US patent application no. US2010/0127865A1 describes a security system capable of detecting alarm sound emitted by off-the-shelf standalone audible devices and notifying of the same to a central office. A device of the system may detect the audible alarm or wirelessly exchange data with wireless devices, and generate and transmit an alarm signal to a remote location using a public switched telephone network. Even though the security system is particularly applicable to buildings, allegedly it may also be used in outdoor areas, or subterranean rooms and passages.

The patent documents above describe devices for detecting audible alarms and reporting them to a remote location, however the alarms they detect are of a domestic nature, that is, the alarm devices generally have a fixed location.

Another example of a system and a method for reporting an alarm is international patent application no. WO2016/160799A1 . The system is formed by sensors such as remote gas sensors that show the concentration of a gas in a display of a device, and a communications device for communicating data wirelessly to a server. The sensors exchange data with the communications device, for instance data related to the gas concentrations sensed, and the communications device sends the data to the server. The data exchanged between the sensors and the communications device occurs regularly even if no hazardous condition exists.

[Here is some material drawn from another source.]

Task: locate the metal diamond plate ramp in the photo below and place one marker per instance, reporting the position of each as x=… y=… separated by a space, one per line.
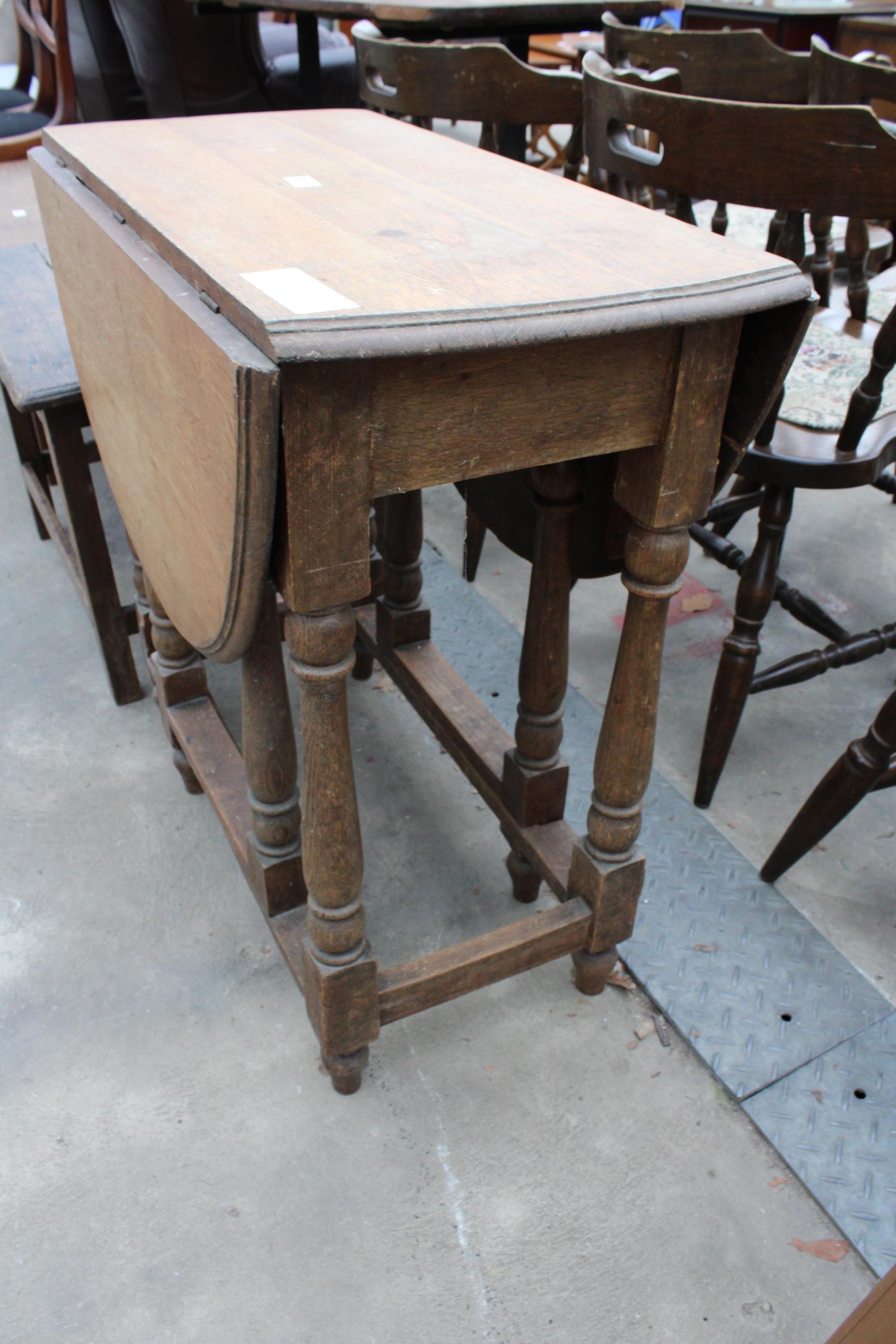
x=750 y=983
x=835 y=1123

In an industrial environment, particularly when an operator is inspecting a potentially hazardous area, the gas detector is portable, namely, it may be carried by the operator so that he or she may be notified of a dangerous situation while moving throughout the facilities. Therefore, it would be desirable to provide a device for reporting an alarm to a remote location (e.g. remote monitoring station or device), where the alarm is produced by a portable gas detector. Further, it would also be desirable that such device could operate with different portable gas detectors without requiring significant customization. DESCRIPTION OF THE INVENTION

A first aspect of the invention relates to a device for reporting an alarm produced by a portable gas detector to a monitoring station, the device comprising: a mechanical framework adapted to attach the device to the portable gas detector; means for sensing vibration; a processor configured to determine whether the alarm is produced, wherein a determination of the processor comprises processing a vibration; and a transmitter configured to wirelessly transmit a first signal to the monitoring station, the first signal being indicative of the alarm being produced.

The mechanical framework of the device may attach to an attachment means of the portable gas detector, thereby attaching the device to the portable gas detector. The attachment means of the portable gas detector may be adapted to attach the portable gas detector to, for example, a belt of the user carrying the portable gas detector; such attachment means, which may be for example a clip mechanism, are commonly provided in commercial portable gas detectors so that the user does not need to hold the portable gas detector and, thus, his or her hands remain free.

The device is capable of sensing and measuring vibrations that may be generated by the portable gas detector. When the gas detector detects a condition for which it shall produce an alarm (e.g. high concentration of a gas or particles in the environment, low concentration of oxygen in the environment, etc.), the portable gas detector vibrates to alert the user carrying it. Since the user has the portable gas detector close to his or her body (or even in touch with the body), the user can sense the vibrations. As the device is attached to the portable gas detector, the means for sensing vibration provide a signal that varies depending on the magnitude of the vibrations sensed. This signal may be electrical, and the voltage orthe current provided may be dependable on the magnitude of the vibrations sensed.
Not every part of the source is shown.